Я взглянул и увидел полковника. Он был мертв, на его шее темнел страшный след. Мне стало дурно, я не помню, как выбрался из кареты, как меня подвели к герцогу Окделлу, тоже пленному. Я понял, что герцог Придд освободил герцога Алва, но это все, что я могу сказать. Я просил Создателя защитить меня и моих спутников, и Создатель внял моим мольбам. Я вернулся в обитель вместе с господином Мевеном, а жизни герцога Окделла ничего не грозит. Это все.
– Ты слышал, как герцог Алва объявил о своем возвращении?
– Да, – подтвердил монах, – и возрадовался, ведь моим долгом было проводить его в Ноху. Я опасался, что герцог прельстится свободой и войной, но долг в его сердце перевесил соблазн. Он остался непреклонен, как святой Адриан перед абвениатами.

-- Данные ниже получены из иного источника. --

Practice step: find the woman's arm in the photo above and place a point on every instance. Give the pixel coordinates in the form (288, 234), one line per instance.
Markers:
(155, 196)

– Что именно сказал Ворон? – Сюзерен походил на готовую взорваться гранату, но Пьетро боялся иного гнева. Монах наморщил лоб, собираясь с мыслями, и вздохнул:
– Герцог Алва не любит лишних слов. Он спросил, согласен ли господин Мевен проводить его и меня до Нохи. Тот согласился, и герцог Алва, видя мою усталость, велел Мевену взять меня в седло. Если б не он, я бы заблудился и замерз, но не этой ночью суждено было мне окончить путь свой.
– Ваше величество, – улыбнулся Габайру, – вы спрашивали, что Алва пел в карете. Брат Пьетро забыл сказать, что на обратном пути герцог вновь запел.
– Это была другая песня, – негромко сказал монах. – Когда стены города закрыли звезды, он сказал виконту Мевену, что судьба его – звездный иней. Мевен не понял, герцог Алва объяснил, что есть такая песенка. Он так и сказал: «песенка». Я не увидел в ней никакого смысла, только тоску по неизбежному.
– О чем говорили Придд и Алва? – Закатные Твари, неужели Альдо думает, что Ворон станет откровенничать со Спрутом при монахах и гимнетах?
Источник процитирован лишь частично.